On the plus side, Tom is more engaged with our community than John Doolittle. I also appreciate Tom’s institutional knowledge of government and politics more than his opponent Charlie Brown.

But Tom is an idealogue more than a pragmatist. I don’t see that changing much, and it’s a big downside.

Instead of going to George’s house, he should be going to the home or homes of all the registered Republicans and independents in our area who voted for Obama, and he should listen deeply and humbly to their concerns.

Obama and Brown carried Nevada County, and the conservatives need to be thinking more deeply about why that happened. They need to be reaching out to people who are frustrated ex-GOPers, not die-hards.

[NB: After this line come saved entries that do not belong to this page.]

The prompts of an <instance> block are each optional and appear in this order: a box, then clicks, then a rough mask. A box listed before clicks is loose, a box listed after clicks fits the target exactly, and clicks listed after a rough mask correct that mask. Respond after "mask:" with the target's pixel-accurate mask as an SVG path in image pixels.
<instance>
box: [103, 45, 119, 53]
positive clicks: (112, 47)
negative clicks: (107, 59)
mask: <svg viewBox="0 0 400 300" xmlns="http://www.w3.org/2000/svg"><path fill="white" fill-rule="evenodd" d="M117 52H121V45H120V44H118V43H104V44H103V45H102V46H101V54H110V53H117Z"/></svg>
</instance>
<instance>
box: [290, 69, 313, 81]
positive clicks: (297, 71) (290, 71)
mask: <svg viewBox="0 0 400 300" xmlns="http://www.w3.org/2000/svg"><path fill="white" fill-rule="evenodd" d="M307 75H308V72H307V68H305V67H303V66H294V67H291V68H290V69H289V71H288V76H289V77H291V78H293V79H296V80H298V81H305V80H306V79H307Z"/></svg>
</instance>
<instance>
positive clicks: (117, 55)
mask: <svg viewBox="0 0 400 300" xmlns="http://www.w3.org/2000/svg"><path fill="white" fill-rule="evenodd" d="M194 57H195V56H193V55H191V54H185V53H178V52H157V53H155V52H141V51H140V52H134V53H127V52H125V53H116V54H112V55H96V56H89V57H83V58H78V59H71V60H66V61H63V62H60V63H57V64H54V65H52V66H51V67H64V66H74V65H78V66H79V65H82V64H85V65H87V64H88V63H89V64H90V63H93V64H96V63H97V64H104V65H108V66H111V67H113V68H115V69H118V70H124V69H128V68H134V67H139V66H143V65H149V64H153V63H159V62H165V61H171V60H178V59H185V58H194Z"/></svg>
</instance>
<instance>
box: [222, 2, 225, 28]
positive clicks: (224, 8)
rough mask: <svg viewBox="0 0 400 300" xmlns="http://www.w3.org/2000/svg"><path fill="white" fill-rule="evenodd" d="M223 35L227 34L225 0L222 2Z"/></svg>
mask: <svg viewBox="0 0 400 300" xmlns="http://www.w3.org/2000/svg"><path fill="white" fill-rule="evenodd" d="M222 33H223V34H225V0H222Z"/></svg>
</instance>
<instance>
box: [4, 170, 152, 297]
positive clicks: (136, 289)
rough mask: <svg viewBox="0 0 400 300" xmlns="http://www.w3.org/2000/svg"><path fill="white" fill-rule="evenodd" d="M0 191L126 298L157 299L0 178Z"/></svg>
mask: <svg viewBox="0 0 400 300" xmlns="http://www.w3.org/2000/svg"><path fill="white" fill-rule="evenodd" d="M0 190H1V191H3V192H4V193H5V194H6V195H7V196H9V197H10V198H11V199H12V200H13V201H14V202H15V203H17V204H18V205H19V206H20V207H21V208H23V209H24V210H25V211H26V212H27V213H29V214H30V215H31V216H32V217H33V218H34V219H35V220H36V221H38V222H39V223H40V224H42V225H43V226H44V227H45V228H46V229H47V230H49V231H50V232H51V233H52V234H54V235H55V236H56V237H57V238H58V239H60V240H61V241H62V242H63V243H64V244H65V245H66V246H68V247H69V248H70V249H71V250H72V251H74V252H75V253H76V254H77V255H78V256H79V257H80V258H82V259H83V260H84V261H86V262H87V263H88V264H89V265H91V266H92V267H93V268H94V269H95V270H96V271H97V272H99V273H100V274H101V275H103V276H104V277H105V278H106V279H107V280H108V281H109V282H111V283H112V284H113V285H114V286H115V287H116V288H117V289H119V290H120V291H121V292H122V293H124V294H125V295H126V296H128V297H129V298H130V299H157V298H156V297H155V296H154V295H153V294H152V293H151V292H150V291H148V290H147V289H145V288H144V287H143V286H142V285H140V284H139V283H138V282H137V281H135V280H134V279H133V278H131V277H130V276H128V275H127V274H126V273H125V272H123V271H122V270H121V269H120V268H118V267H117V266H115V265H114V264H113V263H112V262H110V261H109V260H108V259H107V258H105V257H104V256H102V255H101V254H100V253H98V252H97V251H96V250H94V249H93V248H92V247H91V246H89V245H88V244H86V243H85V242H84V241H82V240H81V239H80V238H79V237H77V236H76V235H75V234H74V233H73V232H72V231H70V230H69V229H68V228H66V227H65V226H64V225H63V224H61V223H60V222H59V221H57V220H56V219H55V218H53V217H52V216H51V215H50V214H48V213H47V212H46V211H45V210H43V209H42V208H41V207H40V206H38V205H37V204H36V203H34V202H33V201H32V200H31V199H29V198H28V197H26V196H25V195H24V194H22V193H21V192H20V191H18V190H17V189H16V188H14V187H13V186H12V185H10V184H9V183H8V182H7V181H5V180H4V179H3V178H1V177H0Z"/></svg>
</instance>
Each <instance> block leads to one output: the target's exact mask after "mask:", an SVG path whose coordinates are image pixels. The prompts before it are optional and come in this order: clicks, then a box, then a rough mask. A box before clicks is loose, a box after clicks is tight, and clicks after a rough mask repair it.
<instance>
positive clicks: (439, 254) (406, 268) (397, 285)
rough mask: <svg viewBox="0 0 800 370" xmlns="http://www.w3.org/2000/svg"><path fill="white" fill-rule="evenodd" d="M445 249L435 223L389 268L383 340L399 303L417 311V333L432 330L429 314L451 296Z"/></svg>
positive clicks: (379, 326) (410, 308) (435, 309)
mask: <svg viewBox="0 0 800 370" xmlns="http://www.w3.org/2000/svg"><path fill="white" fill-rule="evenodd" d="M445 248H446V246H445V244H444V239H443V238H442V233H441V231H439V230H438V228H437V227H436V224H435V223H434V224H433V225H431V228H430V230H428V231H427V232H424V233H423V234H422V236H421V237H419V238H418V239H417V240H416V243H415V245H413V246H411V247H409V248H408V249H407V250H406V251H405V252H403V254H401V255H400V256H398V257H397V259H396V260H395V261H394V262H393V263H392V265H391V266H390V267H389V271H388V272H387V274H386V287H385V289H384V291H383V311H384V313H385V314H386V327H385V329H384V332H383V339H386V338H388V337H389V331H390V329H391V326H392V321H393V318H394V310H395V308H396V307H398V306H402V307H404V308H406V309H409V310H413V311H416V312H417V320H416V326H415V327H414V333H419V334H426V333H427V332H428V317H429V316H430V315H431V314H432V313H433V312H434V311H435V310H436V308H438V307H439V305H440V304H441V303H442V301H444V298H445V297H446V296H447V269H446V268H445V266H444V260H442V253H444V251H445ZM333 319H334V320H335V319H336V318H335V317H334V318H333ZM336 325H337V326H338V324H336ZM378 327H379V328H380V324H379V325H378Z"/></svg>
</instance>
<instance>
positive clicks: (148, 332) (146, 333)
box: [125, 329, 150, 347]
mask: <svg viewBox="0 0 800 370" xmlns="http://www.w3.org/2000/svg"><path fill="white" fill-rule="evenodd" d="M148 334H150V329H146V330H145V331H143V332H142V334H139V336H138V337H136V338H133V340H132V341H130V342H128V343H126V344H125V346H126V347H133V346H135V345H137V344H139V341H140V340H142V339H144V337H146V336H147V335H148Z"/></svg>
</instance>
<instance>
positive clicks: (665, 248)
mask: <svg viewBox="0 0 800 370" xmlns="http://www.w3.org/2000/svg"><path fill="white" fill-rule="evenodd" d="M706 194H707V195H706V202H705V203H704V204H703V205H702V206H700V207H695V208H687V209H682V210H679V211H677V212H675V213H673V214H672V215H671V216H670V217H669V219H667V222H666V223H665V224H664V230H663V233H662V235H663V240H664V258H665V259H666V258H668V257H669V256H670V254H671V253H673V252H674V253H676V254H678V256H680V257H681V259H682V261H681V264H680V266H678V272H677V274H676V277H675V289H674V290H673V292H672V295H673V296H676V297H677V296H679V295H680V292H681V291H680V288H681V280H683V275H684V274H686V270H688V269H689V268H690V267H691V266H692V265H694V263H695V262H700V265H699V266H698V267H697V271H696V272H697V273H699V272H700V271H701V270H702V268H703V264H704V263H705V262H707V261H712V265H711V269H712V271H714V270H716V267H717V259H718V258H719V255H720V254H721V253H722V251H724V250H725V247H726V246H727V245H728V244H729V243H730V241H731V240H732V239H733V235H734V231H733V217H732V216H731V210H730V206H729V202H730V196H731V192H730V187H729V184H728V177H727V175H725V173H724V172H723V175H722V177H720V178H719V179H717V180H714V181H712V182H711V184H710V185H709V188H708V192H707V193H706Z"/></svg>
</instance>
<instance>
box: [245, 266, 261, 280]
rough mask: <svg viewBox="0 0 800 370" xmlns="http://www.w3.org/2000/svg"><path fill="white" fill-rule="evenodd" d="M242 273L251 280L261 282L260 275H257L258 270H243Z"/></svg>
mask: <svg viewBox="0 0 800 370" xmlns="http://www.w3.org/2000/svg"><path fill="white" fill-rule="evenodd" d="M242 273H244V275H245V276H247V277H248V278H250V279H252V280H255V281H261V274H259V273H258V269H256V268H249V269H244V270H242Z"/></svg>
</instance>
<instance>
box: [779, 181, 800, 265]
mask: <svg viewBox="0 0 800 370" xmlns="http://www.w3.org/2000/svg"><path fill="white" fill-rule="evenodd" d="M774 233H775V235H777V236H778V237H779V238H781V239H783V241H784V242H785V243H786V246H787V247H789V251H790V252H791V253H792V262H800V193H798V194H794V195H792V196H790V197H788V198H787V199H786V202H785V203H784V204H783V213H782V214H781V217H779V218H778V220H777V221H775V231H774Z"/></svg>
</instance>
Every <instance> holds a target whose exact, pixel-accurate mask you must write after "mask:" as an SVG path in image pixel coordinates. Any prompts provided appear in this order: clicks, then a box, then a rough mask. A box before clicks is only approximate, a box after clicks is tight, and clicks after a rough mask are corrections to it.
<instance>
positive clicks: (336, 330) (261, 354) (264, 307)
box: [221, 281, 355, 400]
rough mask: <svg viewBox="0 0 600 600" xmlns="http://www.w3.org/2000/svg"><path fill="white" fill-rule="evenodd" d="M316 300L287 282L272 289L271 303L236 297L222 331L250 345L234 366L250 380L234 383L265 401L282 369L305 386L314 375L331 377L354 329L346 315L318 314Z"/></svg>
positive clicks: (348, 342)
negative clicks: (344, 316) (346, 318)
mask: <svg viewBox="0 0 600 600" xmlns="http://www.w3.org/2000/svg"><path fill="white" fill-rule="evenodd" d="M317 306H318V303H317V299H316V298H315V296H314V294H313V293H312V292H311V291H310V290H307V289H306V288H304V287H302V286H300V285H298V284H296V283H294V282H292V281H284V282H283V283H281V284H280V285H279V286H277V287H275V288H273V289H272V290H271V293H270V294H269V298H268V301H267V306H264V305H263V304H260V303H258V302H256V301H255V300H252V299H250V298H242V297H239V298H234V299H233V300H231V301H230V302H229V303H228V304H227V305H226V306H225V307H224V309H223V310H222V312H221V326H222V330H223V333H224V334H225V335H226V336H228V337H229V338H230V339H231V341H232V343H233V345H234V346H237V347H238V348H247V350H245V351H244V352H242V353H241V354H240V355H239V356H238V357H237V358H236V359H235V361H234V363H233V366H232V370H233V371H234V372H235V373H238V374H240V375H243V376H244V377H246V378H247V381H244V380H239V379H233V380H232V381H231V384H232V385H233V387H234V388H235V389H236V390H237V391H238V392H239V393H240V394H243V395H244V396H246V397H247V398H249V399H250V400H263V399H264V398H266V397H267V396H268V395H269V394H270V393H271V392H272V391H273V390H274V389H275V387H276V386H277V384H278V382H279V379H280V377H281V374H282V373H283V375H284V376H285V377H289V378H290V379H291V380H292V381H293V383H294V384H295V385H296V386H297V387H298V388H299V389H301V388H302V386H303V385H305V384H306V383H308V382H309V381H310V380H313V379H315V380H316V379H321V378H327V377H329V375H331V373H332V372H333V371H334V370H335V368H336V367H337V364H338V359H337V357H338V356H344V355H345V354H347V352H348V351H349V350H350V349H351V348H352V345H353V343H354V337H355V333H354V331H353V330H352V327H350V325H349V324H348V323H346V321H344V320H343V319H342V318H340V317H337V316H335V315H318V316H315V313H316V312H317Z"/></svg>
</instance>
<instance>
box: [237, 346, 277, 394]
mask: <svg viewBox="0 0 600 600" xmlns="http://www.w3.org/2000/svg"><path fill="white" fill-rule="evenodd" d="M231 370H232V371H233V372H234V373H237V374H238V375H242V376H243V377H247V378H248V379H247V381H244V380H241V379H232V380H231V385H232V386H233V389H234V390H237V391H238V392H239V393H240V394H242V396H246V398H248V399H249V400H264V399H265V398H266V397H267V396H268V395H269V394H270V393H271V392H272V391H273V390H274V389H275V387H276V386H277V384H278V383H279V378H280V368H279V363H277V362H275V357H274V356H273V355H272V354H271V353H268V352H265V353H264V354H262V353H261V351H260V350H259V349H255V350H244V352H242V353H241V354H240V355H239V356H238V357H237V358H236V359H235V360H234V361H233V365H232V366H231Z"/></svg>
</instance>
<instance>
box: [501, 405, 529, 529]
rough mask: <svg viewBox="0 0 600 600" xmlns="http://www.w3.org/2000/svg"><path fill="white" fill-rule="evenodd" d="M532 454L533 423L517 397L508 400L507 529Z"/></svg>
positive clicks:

A big reason stemmed from the failures of the Bush administration after eight years – in economic, foreign and regulatory policy.

It must be embarassing for people such as Tom to lose that kind of support in such a conservative community, and he should be working hard to change that.

As an idealogue, Tom’s track record for helping to bring about needed reform in California also is questionable.

Tom served in the California legislature while the state fell into the abyss. His “just say no” power of persuasion is comparable to that of Sam Aanestad, but it didn’t work.

When you’re in a political minority, you need to pick a pragmatic issue and get it across the goal line – not speak out in broad ideological platitudes.

Though I don’t relish the term, Tom really is a “carpetbagger” politican who came to our district, largely because he stood the best chance of getting elected.

As I’ve written before, Placer County is the “new” Orange County, much of it stemming from “white flight” from Southern California and elsewhere.

But Placer and neighboring Nevada County aren’t big enough to spark a state-wide revolution, as Orange County was in the Reagan era.

So instead, you just wind up with like-minded people gathering together and not addressing the real elephant in the corner – literally and figuratively.

Now more than ever, our county has an opportunity to land some significant stimulus funding.

I don’t always agree with the policies. But let’s face it, we are “grant-land” around here, because we have failed to diversify our economy.

So we ought to be on the lookout for government funding that can stimulate our economy and save the ideology and history lessons for another day. Like it or not, nowadays you have to be more of an opportunist.

Our conservative leaders such as Tom also have to be thinking harder about the art of compromise and learning from the outcome of the last election.